As a great many of my colleagues have pointed out, CNN is regressing to the Middle Ages of journalism by eliminating all of science from the public discourse, forever. My thoughts on this are as follows:
This is excellent for science.
CNN’s decision, which goes against the grain, is a warning shot across the bow of science saying basically, “Look, you’re not relevant, you’re boring, you’re obscurantist; much of what you say isn’t even true.” I believe that CNN’s decision marks the beginning of a Küngian paradigm shift. The only question I have to ask is, what took so long? We’ve had these contemporary equivalents of witchcraft spouting their dribble all over the press in recent years. First it was that godawful NOVA series, then that New Age mockery of reason What the Bleep do We Know?, and then Brian Greene’s two propaganda publications. One has to thank one’s lucky stars tha such saviors as Peter Woit and Bill Dembski have arisen in recent years. But they aren’t enough without popular pressure. As Noam Chomsky recently noted, progress is won from below, not given from above. And this is historically confirmed by such LaRouchian works as A People’s History of Science, which you can read about here, here, and here.
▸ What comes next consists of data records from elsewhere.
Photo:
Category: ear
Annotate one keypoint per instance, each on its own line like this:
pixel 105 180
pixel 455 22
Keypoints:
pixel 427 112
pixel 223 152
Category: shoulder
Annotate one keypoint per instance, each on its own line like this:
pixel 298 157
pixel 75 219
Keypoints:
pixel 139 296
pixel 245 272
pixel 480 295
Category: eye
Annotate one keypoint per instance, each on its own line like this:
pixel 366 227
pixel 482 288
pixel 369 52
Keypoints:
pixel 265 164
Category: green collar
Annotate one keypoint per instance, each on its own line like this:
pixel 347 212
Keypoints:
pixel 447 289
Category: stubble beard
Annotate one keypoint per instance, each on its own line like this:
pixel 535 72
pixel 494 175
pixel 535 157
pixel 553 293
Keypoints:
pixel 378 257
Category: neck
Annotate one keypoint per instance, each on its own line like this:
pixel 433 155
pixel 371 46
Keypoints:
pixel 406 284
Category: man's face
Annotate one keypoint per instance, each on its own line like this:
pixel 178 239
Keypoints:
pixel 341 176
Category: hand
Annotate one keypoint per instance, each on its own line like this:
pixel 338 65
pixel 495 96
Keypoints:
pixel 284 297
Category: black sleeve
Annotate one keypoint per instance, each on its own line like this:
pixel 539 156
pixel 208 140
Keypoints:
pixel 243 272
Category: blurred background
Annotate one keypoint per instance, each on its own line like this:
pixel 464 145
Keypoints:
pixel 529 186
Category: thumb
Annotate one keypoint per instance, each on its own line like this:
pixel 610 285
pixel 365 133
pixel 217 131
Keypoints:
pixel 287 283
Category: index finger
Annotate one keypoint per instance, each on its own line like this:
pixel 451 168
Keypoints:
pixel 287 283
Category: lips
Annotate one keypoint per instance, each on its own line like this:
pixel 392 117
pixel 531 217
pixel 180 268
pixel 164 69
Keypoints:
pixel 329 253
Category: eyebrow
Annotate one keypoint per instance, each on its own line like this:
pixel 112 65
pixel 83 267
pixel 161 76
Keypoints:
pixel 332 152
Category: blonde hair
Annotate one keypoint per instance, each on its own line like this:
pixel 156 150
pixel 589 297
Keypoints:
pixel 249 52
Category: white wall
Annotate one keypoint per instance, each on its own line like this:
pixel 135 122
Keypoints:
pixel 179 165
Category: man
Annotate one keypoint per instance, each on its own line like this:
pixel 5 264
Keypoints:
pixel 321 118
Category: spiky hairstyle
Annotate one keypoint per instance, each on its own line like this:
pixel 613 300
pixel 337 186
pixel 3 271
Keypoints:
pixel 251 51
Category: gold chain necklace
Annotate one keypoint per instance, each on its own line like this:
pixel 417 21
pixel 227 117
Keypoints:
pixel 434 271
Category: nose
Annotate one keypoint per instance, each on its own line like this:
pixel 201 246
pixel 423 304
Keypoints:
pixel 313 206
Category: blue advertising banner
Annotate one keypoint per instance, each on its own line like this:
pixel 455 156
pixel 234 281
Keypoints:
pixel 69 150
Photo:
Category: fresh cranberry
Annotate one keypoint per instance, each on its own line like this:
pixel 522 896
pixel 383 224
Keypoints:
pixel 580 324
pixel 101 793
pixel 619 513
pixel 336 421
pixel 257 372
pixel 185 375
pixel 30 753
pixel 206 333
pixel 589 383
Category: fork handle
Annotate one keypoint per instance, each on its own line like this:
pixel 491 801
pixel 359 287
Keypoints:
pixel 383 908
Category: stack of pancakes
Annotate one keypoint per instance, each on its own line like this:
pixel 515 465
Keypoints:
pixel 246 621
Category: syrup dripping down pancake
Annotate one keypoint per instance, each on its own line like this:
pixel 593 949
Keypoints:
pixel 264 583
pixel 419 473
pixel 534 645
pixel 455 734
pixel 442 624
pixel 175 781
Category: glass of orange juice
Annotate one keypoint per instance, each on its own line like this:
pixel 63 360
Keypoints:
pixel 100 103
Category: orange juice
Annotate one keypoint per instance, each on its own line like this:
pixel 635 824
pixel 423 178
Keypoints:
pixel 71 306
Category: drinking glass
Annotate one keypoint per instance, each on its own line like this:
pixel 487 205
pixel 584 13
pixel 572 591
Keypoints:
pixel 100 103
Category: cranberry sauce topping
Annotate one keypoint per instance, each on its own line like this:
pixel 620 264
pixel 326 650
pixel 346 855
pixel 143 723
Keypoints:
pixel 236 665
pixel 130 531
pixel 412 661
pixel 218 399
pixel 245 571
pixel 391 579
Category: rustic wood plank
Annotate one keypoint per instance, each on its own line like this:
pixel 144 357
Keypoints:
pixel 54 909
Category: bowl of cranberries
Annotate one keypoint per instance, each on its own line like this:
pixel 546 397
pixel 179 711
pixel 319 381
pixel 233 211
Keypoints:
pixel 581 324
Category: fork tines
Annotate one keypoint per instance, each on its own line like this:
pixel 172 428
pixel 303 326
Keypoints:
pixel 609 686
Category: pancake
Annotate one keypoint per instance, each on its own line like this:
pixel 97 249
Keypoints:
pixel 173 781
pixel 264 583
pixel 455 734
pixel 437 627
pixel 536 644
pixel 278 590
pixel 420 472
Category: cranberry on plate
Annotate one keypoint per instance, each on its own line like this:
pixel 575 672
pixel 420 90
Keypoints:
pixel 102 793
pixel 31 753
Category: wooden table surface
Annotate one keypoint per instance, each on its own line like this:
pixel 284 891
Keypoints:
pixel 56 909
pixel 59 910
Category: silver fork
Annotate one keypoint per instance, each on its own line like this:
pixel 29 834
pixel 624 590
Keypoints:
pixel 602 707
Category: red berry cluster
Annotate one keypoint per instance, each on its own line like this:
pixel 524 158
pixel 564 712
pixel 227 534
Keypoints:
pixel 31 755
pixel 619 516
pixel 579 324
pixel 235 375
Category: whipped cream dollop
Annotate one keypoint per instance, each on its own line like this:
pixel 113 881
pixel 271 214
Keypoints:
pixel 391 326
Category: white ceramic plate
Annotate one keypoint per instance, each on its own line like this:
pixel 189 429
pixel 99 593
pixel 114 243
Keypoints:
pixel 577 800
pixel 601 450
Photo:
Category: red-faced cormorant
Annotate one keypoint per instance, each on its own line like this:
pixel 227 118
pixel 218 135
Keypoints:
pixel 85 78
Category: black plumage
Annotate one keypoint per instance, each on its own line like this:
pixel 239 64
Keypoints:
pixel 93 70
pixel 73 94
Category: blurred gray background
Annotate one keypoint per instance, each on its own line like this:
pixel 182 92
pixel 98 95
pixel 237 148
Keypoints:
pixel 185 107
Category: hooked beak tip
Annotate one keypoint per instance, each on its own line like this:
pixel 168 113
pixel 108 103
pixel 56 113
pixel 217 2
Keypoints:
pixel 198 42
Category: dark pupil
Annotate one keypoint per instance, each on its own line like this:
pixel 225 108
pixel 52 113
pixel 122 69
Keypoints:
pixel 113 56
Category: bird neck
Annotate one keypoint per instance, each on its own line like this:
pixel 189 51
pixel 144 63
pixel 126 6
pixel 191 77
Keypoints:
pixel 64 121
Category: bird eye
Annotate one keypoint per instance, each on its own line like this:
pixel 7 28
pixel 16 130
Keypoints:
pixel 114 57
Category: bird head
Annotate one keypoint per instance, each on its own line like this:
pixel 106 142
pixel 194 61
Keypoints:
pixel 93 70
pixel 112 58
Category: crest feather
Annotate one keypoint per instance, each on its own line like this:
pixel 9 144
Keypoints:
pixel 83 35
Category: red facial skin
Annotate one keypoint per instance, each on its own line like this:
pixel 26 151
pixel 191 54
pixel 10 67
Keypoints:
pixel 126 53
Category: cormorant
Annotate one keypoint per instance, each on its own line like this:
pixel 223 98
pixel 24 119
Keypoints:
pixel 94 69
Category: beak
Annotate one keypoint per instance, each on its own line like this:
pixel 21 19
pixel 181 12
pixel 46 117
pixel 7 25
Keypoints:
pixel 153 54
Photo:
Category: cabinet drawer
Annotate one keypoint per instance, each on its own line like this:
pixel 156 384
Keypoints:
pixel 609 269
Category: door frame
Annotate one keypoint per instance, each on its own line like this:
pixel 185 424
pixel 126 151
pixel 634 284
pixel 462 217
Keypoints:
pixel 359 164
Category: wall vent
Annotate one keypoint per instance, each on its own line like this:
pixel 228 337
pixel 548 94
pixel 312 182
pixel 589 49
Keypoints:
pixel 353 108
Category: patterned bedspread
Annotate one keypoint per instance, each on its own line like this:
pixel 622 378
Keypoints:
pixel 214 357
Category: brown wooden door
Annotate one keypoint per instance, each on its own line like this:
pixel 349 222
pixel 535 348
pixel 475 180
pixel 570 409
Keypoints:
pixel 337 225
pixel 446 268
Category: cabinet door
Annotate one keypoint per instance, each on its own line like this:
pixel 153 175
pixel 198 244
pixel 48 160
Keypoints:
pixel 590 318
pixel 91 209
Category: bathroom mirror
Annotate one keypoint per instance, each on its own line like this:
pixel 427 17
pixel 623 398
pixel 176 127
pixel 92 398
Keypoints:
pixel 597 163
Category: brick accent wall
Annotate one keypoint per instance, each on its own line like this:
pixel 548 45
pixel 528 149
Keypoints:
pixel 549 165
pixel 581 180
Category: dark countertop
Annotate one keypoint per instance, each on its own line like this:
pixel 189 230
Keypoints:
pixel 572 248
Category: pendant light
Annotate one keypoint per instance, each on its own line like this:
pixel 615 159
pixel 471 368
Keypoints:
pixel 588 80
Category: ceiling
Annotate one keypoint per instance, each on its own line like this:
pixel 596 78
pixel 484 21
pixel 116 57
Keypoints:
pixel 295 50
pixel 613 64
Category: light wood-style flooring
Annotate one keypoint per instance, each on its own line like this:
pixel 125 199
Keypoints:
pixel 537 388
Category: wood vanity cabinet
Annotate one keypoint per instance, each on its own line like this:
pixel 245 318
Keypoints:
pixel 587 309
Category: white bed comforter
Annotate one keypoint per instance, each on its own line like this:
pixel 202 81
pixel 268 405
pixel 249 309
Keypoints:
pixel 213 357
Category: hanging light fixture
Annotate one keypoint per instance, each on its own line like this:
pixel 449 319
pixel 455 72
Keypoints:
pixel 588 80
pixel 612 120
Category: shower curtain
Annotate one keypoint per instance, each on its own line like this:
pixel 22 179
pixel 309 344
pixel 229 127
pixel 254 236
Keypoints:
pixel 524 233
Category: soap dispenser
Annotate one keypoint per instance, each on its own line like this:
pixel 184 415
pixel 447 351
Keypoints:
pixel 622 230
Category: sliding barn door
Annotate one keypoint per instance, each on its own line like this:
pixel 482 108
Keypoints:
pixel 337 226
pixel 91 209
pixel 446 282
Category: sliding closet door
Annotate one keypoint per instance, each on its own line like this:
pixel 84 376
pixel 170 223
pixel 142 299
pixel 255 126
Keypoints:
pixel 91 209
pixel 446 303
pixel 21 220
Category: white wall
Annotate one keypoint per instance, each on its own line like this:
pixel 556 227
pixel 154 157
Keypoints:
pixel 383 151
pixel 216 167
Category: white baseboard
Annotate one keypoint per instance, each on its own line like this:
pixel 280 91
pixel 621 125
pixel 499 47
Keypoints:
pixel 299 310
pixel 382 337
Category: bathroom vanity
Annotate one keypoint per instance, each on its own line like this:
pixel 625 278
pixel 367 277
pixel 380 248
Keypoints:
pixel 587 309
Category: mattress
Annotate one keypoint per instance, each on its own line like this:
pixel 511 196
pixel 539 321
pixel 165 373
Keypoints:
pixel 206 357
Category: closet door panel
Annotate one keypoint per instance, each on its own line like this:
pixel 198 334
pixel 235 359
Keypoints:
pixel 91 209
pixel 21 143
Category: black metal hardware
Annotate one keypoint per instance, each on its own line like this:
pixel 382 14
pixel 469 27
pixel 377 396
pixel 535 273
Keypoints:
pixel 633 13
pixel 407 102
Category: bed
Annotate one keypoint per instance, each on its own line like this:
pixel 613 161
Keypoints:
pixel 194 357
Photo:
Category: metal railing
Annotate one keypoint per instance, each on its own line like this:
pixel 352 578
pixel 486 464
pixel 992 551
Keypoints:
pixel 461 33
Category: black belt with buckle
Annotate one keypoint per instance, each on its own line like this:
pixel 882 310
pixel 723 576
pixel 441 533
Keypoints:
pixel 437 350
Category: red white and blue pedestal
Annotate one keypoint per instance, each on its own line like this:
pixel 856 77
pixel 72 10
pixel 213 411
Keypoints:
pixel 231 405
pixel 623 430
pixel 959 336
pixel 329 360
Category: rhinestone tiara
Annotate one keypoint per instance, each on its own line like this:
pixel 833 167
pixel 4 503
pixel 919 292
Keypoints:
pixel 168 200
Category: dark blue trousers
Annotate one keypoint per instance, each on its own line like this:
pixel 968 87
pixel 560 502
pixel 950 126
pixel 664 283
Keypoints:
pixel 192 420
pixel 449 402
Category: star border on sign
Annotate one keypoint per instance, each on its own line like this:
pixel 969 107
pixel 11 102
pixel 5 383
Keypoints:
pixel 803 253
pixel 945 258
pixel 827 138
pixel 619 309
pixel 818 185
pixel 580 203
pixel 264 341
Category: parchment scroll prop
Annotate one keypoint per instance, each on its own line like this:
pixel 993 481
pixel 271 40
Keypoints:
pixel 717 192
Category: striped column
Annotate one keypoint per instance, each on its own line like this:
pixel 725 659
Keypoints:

Basically, what Küng, Hung, Hempel, and others have shown, is that science requires outside pressure in order to progress. Internal consistency is not enough. The trick is overcoming what Chomsky has in another context called “community norms” (cf. Chomsky, New Horizons in the Study of Language and Mind, 142 ff). Chad Orzel wants to suggest that scientists make progress by yelling at each other. And notice that he fails to cite the “book” he is supposedly reading. Well what Orzel (and, giving him the benefit of the doubt – his book) fails to realize is that the shouting must come from outside.
And indeed this is what Blitzer, Cooper, and the rest have done for us. They have given an ultimatum to science, much like Congress has given an ultimatum to the auto industry. Except there is no one to bail out the scientists but themselves. The one area where perhaps Orzel is correct is in the Creation/ID/Evolution three-way mud-wrestling match, where the latter of the three regularly resorts to ad hominem, and often tacitly admits doing so.
Well, that’s all I have to say for now. Everyone from Whitehead to Reichenbach would be pleased with this development; so then should contemporary scientists be.